In Eddie Obeng's New World of business, money is hard to get hold of and hard to hang on to. Nonetheless, the success of any company is still measured by its ability to make some.

Like many management gurus, Eddie Obeng is somewhat larger than life. Given to snappy clothes and effusive language, he has been described as the Max Headroom of the business world and “as energetic as Tom Peters – but not as long”.

Unlike most management gurus, though, he is not a great one for strategy. Indeed, in one of his books he says ‘strategic’ is sometimes used as another word for ‘loss-making’.

Instead, he concentrates on getting to the basics of what make businesses work – and it is this realism and groundedness that has brought clients as varied as supermarket group Tesco, kitchen and bathroom company Magnet, and electronics company Sony to his Pentacle Virtual Business School.

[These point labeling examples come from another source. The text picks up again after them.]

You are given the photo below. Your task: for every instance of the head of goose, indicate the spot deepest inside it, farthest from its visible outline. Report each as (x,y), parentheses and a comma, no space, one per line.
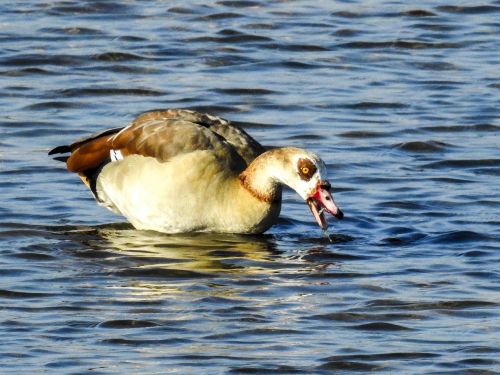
(302,171)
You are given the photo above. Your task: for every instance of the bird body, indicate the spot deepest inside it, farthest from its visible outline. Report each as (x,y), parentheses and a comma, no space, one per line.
(182,171)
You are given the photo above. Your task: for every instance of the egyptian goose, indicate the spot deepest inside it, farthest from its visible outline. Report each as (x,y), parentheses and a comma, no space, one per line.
(178,170)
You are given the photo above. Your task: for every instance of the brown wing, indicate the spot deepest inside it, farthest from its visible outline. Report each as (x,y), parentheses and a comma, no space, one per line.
(247,147)
(164,134)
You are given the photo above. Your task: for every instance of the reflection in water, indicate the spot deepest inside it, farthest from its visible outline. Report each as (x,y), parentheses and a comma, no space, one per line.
(146,256)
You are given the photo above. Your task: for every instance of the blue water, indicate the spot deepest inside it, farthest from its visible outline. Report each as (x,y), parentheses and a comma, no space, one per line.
(402,102)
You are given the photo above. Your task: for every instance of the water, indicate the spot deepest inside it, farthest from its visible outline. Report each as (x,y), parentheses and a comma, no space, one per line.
(400,100)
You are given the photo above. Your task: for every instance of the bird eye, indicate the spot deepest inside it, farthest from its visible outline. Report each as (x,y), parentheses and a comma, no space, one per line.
(306,169)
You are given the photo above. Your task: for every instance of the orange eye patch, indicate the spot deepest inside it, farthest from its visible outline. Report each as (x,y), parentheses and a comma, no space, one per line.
(306,168)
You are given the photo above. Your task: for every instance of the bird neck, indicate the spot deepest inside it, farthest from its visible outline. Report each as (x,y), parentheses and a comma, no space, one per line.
(261,178)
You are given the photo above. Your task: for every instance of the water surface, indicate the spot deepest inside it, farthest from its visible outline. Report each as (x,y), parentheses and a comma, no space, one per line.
(400,100)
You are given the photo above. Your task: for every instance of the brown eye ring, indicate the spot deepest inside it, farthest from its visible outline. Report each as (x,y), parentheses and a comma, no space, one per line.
(306,168)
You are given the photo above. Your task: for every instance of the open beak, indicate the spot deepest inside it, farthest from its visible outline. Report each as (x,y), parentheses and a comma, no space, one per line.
(320,201)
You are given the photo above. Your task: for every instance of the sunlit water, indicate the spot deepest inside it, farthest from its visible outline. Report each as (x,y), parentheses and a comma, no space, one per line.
(402,101)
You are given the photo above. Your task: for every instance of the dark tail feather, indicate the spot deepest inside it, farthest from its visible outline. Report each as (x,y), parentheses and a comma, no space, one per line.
(64,159)
(60,150)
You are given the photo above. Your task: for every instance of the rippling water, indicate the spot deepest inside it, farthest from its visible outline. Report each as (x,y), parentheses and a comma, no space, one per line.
(402,101)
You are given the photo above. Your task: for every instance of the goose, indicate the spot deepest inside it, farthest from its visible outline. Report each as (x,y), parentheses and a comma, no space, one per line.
(178,170)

Pentacle is, in essence, Obeng – based in Beaconsfield because of its proximity to major transport routes, London and his home. He calls in reinforcements when required for courses and other programmes, and also works with organisations and individuals via the internet. The flexible style of the business school, which Obeng has now been operating for 10 years, is a deliberate response to the fast-paced and increasingly complex world in which we live. Moreover, the style of the premises – a modern interior behind an old world facade – is also designed to unsettle those seeking his help.

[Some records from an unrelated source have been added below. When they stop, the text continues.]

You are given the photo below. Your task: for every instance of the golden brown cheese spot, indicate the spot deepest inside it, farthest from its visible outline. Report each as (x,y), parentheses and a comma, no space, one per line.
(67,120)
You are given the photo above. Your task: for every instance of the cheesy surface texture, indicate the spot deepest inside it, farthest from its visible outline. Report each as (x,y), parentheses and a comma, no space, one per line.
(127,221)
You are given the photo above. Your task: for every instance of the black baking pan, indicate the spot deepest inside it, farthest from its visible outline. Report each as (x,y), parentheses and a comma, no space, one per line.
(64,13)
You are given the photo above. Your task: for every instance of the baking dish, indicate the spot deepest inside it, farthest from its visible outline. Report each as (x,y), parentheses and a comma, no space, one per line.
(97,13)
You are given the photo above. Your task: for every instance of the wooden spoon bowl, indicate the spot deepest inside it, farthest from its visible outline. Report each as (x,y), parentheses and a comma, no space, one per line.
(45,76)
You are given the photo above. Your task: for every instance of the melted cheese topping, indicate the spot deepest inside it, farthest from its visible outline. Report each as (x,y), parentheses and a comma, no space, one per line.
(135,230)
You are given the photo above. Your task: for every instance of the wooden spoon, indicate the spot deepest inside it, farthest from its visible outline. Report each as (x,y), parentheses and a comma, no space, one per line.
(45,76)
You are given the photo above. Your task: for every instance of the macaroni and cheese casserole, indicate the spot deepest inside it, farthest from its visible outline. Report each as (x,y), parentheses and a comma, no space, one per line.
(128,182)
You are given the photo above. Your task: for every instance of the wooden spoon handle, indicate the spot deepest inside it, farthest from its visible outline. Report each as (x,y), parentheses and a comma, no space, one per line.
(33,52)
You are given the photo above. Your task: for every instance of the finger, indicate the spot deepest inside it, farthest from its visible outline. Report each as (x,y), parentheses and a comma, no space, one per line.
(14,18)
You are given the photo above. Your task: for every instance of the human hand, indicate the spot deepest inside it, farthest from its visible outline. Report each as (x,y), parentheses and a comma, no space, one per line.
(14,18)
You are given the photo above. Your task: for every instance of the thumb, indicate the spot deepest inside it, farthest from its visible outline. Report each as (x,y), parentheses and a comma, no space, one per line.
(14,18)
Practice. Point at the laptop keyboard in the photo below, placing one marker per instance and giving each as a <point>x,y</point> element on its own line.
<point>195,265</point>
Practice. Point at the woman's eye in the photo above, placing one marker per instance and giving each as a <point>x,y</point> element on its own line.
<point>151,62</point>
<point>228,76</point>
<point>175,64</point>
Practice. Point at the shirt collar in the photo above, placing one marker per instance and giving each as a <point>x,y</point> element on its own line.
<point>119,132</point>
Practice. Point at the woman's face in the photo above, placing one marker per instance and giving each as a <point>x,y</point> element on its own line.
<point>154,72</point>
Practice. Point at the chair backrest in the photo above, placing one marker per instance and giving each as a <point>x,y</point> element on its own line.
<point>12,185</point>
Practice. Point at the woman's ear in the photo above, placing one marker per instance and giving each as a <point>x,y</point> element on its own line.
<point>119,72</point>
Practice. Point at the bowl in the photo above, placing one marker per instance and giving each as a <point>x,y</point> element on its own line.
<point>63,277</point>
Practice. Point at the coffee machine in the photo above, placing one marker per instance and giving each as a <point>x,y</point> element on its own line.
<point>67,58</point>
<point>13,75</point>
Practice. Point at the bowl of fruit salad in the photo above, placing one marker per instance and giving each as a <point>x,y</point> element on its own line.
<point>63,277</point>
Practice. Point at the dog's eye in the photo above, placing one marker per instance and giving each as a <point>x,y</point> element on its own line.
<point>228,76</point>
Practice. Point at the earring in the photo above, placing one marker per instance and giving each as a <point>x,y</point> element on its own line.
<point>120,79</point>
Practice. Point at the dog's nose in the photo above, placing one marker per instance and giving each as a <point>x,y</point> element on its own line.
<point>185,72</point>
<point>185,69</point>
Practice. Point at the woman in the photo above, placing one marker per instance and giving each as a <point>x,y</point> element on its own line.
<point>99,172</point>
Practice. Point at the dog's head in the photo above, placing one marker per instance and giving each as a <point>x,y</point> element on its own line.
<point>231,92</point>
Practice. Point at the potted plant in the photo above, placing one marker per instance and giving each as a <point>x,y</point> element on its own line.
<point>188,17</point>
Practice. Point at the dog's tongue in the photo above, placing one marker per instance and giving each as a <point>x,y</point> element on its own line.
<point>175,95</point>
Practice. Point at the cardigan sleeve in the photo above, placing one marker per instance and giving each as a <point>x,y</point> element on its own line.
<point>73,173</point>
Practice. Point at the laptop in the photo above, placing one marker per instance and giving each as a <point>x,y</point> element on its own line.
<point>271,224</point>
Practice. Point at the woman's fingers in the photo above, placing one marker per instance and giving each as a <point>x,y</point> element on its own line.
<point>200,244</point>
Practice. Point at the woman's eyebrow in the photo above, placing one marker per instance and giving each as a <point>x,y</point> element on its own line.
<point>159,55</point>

A former executive director of Ashridge Management College, Obeng first made his name in the field of project management. Formerly the preserve of engineers and other specialists with particular tasks to perform, projects became more widespread as various consultants convinced managements they were essential tools for doing business in the modern world. The problem was that many of these initiatives ceased to live up to the project name and just went on and on, failed, or were simply abandoned when something else came along.

Obeng’s solution is ‘chunking down’ such challenges into manageable parts. This then enables managers to choose the best approaches, team members, tools and techniques for turning the objectives into reality.

“There are too many initiatives and there’s not enough focus on objectives,” he says.

The concept is developed in a succession of books, including Perfect Projects, Putting Strategy to Work – The Blueprint for Transforming Ideas into Action, and All Change! – The Project Leader’s Secret Handbook. While they all tend to be written in short chapters and in Obeng’s accessible style, Eddie Obeng’s Soundbytes carries the notion even further – it is simply a collection of aphorisms, exhortations to action and illustrations spread over 150-odd pages.

While Obeng’s approach – both in the books where the lessons are often tied up in stories, and in person – is quirky and memorable; it works because it makes sense. When Obeng holds up a diagram of lots of interconnected bubbles to show how work goes around an organisation, individuals recognise it as illustrating why they always feel overworked.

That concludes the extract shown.